Ours is the age of meliorism as blindly unquestioning as medieval fatalism. Meliorism is the belief that the world tends to improve and that humans can aid its betterment. The improvability of the world cannot be justified by reason (e.g., see Rescher's essay
http://www.readperiodicals.com/201103/2328809701.html)
It is always an article of faith. Like much in the modern thought, it is a secularized form of Arminianism and Calvinism. However, it was not invented by the Protestants.

For thousands of years people lived without this belief. There is no evidence that it is necessary for "progress." The Egyptians, Greeks, and Romans built empires, discovered arts and sciences, made countless inventions - all without subscribing to this tenet. The concept of improving the world (tikkun olam) is Judaic in origin; it was developed in the early rabbinic period; around the same time it crept into the prayer books. Its name suggests a grand vision.

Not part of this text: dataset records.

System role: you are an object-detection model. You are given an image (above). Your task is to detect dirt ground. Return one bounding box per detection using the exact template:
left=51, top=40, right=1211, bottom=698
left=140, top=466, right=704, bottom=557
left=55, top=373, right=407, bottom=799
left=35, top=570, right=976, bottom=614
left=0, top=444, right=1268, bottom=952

...The Hebrew verb “t-k-n” is generally translated as “to fix,” but can also mean “to establish.” The word “olam,” usually rendered as “world,” also signifies eternity. http://www.zeek.net/706tohu/

The first human-inspired improvements of the world were laughably modest (a few minor laws that were not derived trough exegesis), but ambitions quickly rose sky high:

...The phrase tikkun olam is included in the Aleinu. The Aleinu praises G-d for allowing the Jewish people to serve Him, and expresses hope that the whole world one day will recognize G-d and abandon idolatry. The phrase tikkun olam is used in the longer expression l'takken olam b'malkhut Shaddai, "to perfect the world under G-d's sovereignty."

Aleinu is the true mother of universalist progressivism. In the most general form, it goes like this - The world is improvable; its cardinal imperfection is that not everyone believes in X. The improvement will occur when the entire world partakes of this belief, and this shared conviction becomes part of better human nature. Only then things shall become better. This improvement will be permanent, opening the new messianic age. Small-scale experiments are bound to fail; it must be all or nothing. Woe to the one standing in the way.

In the above, X can be anything; that isn't important. The concept had a slow start, because it was problematic theologically. Nowhere does the Bible hints at the improvability of created world. How is this improvement possible when G-d multiply declared it to be good? Here is where meliorism became stamped with Judaic reasoning. The first chapter of Genesis has an oddity:

...G-d does not proclaim “it was good” at the end of the second day of creation. This absence indicates that something created on the second day was, in fact, not good. R. Chanina said, ‘Because on that day, a schism was created, as it is written, ‘let it divide the waters.’ R. Tavyomi said, ‘If because of a division made l’taken olam and to stabilize it, ‘it was good’ is not written in connection with that day, how much more so should this apply to a schism that leads to the confusion of the world.’ (B’reishit Rabbah 4:7)

So one of the possibile midrashic readings is that our world is mostly good, but not quite. Something bad was intentionally introduced into it on the second day of creation, so there remains room for improvement.

Here is the idea that forever stayed with meliorism: the imperfection that requires improvement has something to do with divisions and boundaries. Divisions are intrinsically bad; progress equals elimination of these divisions. Kabbalah takes this consideration to a new level. Unlike optimistic theologies denying the reality of evil, it admits the existence of metaphysical evil.
http://en.wikipedia.org/wiki/Kelipot
http://en.wikipedia.org/wiki/Tohu_and_Tikkun
By necessity, creation required establishing boundaries between divine emanations [sefirot] and the reality; some of these vessels shuttered; the improvement of the world is redrawing these boundaries. Divine is not immutable, it changes in response to human behavior. Human task is to gather and separate the holy that grew out of the shards of the broken boundaries.

For centuries, these ideas languished in the shadows of Rationalistic tradition, but then they resurfaced before the Reformation. Aristotle and scholasticism fell out of fashion; the void was immediately filled with Neoplatonism. The latter always fosters exactly this kind of thinking.

People are entitled to their beliefs. I just want to remind (hearing for the millionth time about the progress destroying all divisions and fostering a brighter future, etc.) where this stuff is from, and why it is what it is.